Below is one response that I’ve already received…
A Trotskyist View from Argentina
By: Daniel Gaido
I’m afraid I disagree with the analysis
- There was never a Red Wave. Red is the symbol of communism, and the local bourgeoisie not only was not expropriated but did very well indeed under those allegedly red governments. To give you just one example: when Cristina Kirchner traveled to China, she was accompanied by Francesco “Franco” Macri, the father of Mauricio Macri, who in that single trip alone made 900 million dollars as commission for the signing of contracts with Chinese companies. This shows the completely bogus character of the opposition between peronism and macrism, as does the fact that the agreement with the holdouts has been made with the help of the peronist deputies and senators, who gave Macri (and imperialism) the quorum and the votes they needed.
- The current “shift to the right” is the result of the bogus (bourgeois) character of the alleged left and of the crisis of world capitalism. Since those allegedly leftist governments saw their task as being “humane” administrators of capitalist exploitation (amidst huge corruption – see Brazil but also Lazaro Baez in Argentina) it is only natural that they should be brought down by a crisis of capitalism.
- Not only social inequality continued to grow under the “red wave” governments (not a single shanty town has been eradicated, and indeed they have grown exponentially all over the region) but the colonial character of the Latin American economies has become much more marked under those allegedly nationalist governments. There has been a steep primarization of exports, which are virtually all primary products (commodities): soya beans, oil, cooper, etc.
- “Forming a government to effectively serve the masses” implies expropriating the bourgeoisie and handing over the means of production to the state, as Lenin and Che Guevara did. All the rest is empty talk aimed at deceiving the masses.5. Where is the working class in your analysis? It is never the subject of history, capable of determining its own destiny. Apparently it can only choose between a “good” and a “bad” bourgeois government, but it is and will always remain cannon fodder for capitalist exploitation.
6. “a movement that is really connected and committed to the masses, open the way for them to express themselves and control political decisions, and find practical solutions to promote their aspirations.” All this is, to put it mildly, extremely vague. I’d rather stick to Marx’s idea of what is needed:
Against the collective power of the propertied classes the working class cannot act, as a class, except by constituting itself into a political party, distinct from, and opposed to, all old parties formed by the propertied classes.

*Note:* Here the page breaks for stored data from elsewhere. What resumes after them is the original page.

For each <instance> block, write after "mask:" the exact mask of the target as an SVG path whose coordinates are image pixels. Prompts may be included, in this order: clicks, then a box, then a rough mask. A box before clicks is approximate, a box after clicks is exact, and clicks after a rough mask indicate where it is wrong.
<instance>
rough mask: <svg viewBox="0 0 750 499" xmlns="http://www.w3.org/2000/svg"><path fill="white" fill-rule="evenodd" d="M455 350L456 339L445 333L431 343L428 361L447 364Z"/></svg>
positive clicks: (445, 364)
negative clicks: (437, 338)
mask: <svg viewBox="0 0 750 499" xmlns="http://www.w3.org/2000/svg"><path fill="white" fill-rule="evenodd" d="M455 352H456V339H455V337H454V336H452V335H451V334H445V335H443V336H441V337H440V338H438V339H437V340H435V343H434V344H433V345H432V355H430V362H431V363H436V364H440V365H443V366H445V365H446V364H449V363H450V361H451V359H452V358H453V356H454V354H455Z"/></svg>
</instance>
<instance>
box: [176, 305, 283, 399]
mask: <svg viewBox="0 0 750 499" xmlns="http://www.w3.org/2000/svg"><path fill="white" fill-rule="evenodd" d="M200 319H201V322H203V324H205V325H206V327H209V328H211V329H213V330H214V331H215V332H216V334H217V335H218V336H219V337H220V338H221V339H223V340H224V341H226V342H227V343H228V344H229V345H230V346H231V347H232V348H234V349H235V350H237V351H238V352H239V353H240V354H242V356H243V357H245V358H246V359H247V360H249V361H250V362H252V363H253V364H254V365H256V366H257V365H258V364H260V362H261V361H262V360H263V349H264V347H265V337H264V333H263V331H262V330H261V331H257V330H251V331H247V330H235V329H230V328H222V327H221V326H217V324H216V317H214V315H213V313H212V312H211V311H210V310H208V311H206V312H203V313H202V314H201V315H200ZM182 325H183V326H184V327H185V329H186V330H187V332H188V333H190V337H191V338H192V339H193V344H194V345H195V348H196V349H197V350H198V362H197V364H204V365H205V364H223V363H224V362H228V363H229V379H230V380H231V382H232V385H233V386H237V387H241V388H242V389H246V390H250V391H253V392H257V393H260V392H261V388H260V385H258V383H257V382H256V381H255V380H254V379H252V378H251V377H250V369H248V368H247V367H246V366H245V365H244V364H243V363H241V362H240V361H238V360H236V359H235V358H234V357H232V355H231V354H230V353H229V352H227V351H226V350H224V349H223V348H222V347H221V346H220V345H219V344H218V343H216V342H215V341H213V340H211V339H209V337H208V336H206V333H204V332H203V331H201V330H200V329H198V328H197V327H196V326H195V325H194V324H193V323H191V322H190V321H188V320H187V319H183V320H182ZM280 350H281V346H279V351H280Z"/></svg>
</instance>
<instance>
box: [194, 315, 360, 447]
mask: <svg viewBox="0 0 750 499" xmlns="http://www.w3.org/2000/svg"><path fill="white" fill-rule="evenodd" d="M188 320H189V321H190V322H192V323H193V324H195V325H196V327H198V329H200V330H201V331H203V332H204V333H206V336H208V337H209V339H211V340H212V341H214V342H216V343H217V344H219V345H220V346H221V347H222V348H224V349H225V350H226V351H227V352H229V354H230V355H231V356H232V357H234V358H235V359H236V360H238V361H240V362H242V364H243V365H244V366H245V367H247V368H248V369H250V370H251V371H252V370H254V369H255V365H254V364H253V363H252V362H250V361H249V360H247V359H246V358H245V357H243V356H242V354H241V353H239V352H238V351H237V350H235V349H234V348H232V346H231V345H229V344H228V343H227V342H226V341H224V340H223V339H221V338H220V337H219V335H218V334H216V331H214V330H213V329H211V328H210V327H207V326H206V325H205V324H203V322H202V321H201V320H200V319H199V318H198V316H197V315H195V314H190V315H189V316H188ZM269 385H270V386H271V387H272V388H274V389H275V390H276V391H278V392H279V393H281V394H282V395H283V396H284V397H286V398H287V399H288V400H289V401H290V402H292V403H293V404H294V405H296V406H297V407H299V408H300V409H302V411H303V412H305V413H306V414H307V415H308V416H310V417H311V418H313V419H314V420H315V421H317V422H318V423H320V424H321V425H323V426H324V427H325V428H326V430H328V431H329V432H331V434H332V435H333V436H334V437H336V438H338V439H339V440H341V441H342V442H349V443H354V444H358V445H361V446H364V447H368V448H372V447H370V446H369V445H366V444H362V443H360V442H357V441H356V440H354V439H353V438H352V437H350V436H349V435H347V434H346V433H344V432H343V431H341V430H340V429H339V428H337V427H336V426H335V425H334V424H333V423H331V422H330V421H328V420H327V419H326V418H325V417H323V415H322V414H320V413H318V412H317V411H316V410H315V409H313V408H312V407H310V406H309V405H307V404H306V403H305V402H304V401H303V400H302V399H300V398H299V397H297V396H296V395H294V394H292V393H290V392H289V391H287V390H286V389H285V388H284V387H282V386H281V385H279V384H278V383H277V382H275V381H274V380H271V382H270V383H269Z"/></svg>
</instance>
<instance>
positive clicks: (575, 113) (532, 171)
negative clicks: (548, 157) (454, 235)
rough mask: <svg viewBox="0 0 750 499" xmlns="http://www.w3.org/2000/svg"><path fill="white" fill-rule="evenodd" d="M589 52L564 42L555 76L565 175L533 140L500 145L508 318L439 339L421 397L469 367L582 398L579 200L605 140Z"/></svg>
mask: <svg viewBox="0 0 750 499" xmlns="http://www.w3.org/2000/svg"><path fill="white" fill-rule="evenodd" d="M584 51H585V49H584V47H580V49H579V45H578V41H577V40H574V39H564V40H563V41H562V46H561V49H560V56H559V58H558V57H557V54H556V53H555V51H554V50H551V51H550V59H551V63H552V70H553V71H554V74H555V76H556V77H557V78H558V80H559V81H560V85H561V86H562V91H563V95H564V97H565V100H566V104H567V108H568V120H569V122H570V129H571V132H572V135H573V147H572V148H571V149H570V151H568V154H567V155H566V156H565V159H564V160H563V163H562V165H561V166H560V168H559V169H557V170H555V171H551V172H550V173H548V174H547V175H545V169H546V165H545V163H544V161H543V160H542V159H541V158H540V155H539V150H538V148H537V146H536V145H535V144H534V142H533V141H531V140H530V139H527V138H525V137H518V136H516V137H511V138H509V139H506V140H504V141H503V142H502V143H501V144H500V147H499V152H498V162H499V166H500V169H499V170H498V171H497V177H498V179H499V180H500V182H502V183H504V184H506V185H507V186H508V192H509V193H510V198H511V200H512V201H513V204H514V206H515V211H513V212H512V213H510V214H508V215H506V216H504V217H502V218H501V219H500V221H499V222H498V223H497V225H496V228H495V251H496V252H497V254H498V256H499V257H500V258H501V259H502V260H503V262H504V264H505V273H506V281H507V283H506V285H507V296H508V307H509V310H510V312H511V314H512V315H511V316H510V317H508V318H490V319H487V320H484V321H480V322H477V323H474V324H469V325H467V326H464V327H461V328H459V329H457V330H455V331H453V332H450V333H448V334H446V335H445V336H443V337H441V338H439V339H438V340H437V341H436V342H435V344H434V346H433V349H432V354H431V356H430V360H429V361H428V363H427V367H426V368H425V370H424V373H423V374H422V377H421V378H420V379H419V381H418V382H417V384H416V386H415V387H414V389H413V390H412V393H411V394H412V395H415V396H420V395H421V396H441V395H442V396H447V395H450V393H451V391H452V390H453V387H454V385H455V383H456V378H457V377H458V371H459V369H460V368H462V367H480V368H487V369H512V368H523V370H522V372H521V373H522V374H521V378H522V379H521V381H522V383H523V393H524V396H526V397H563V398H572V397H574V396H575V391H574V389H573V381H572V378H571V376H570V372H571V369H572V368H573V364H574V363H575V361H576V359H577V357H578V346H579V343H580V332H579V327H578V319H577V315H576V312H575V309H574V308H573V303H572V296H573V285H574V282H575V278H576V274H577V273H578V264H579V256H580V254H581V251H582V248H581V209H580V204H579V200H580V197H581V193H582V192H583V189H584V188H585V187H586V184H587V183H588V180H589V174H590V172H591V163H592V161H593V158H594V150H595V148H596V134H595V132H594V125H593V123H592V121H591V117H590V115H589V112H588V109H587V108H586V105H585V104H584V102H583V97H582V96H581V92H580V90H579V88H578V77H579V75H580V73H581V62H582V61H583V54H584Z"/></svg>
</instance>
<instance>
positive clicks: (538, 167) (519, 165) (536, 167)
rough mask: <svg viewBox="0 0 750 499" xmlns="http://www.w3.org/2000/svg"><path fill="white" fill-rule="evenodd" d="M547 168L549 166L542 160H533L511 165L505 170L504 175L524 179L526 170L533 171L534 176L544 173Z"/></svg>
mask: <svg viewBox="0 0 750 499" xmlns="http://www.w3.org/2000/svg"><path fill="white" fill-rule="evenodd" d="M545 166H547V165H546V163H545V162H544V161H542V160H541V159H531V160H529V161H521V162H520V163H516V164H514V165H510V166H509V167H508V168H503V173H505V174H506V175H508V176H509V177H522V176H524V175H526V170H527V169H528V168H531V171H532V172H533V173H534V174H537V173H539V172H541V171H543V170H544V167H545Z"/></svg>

This constitution of the working class into a political party is indispensable in order to insure the triumph of the social revolution and its ultimate end — the abolition of classes.
The combination of forces which the working class has already effected by its economical struggles ought at the same time to serve as a lever for its struggles against the political power of landlords and capitalists.
The lords of the land and the lords of capital will always use their political privileges for the defense and perpetuation of their economical monopolies and for enslaving labor. To conquer political power has therefore become the great duty of the working classes.